Leave it to Jo to find something special!

“As we drove on, we passed peach, apple, and pear orchards, and wineries. On the horizon of Lake Ontario we could just see Toronto, the capital of Ontario.

“Our destination was Niagara-on-the-Lake, a beautiful town with quaint houses and shops, gardens, charming inns, and delightful landscaping. The main street is named Queen.

“The town is the annual site for the Shaw Festival, during which the plays of George Bernard Shaw, the Irish playwright of Pygmalion (My Fair Lady), are produced, along with others by his contemporaries or about him. One can compare the Shaw Festival to the Alabama Shakespeare Festival in Montgomery.

“We were given time to tour and eat on our own. Jo and I roamed up and down Queen Street, first eating curried, chicken soup in the Shaw Café, before which stood a statue of Shaw himself.

“We explored shops, eateries, flower gardens, the Royal George Theatre, City Hall and the Cenotaph, catching sight of the black squirrels that are common in Ontario.

“Jo and I took a traditional tea in the glassed tearoom of the Prince of Wales Hotel on Queen Street, a restored and grand Victorian structure. Our table was laid with white cloths and napkins with a rosebud amid greenery in a vase. Our plate was Haddon Hall with matching teapot, teacups and saucers. The silverware included a silver creamer and sugar pot with cubes. We selected orange pekoe tea and were served finger sandwiches of egg salad, ham-and-cheese, salmon and cucumber. Scones were served with clotted cream, butter and strawberry jam. An assortment of fairytale pastries followed.

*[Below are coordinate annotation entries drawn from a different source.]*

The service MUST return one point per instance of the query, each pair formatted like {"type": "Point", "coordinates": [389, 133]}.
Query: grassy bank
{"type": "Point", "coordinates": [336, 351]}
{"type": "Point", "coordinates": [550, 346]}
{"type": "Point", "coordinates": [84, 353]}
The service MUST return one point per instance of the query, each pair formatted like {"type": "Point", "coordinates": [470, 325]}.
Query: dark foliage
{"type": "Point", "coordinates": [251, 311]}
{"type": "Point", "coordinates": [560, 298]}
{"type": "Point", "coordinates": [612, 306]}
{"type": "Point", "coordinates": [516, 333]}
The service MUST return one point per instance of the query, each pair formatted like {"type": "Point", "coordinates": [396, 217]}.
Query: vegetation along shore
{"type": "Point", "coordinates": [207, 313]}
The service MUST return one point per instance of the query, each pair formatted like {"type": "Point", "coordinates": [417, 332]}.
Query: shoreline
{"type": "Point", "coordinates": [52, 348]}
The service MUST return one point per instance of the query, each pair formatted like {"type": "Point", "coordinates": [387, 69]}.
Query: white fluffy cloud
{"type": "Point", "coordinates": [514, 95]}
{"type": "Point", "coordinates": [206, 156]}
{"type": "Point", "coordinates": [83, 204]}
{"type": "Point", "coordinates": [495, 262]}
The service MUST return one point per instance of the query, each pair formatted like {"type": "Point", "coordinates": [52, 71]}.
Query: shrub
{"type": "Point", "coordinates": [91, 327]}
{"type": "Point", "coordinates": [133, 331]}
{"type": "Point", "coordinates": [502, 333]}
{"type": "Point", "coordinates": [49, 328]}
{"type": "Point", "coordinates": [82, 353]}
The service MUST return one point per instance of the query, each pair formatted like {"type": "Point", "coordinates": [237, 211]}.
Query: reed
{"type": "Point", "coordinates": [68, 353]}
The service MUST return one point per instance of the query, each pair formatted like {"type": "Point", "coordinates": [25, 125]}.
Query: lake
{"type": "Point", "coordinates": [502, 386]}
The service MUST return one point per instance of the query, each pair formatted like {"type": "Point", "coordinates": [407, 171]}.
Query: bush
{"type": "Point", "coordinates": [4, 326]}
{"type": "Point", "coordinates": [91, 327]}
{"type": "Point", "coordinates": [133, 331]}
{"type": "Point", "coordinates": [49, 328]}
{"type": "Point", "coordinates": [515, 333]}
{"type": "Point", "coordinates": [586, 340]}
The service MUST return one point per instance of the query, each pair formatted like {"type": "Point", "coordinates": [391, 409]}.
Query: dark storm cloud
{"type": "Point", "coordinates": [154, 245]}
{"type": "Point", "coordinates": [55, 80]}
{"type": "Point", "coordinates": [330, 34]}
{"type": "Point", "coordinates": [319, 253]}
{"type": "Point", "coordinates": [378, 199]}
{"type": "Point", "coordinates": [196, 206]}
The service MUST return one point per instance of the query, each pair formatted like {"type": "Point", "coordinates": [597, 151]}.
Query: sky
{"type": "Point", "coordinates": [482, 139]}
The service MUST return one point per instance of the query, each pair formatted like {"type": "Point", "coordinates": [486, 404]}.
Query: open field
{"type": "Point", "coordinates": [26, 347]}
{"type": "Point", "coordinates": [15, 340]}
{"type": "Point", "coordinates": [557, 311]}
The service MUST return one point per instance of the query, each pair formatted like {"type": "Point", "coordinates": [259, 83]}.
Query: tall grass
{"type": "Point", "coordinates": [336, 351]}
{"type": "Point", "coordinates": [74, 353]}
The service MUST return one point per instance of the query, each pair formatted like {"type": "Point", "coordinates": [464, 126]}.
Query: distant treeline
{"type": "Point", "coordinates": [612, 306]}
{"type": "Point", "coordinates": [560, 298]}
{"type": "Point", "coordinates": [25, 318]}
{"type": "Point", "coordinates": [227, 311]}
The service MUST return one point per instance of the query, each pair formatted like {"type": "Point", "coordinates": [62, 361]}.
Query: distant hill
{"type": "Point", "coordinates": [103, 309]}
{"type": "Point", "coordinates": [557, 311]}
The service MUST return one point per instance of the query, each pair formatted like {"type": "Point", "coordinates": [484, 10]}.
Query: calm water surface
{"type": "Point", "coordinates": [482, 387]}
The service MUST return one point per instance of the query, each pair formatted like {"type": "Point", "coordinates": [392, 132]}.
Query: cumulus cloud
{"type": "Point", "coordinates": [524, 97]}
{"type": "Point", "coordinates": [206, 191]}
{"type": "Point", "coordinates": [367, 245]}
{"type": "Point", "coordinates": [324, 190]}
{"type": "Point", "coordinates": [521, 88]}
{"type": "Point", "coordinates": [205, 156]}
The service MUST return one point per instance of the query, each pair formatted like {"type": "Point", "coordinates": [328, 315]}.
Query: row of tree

“Leaving Niagara-on-the-Lake, we drove past lakeside homes, inns, parks, and golf courses. An outstanding bed-and-breakfast was the Charles Inn.

“Along Niagara Parkway we passed houses, picnic areas, a 35-mile sidewalk that follows the Niagara River from Lake Ontario to Lake Eire, a tiny Wayside Church (holds only six), Queenston, and the statue of a military hero, Brock, high on a pedestal on the Niagara Escarpment.

“Pauline explained that roses were planted at the ends of rows of grapes to test for any plant problems. It was Greek to me.

“After a stop at a chocolate factory, we returned to Niagara, stopping for supper at Don Cherry’s Sports Grill, a franchise, where we enjoyed a ‘set menu.’ My tablemates were Jo, Roy and Margaret Donaldson and Vernon and Mazel Wiggins. Don Cherry is a Canadian hockey player and coach, a sportscaster, known for his ‘loud’ sports coats.”

Now, gentle reader, let me encourage each of us to be in his place of worship this weekend, Lord willing. Fare thee well.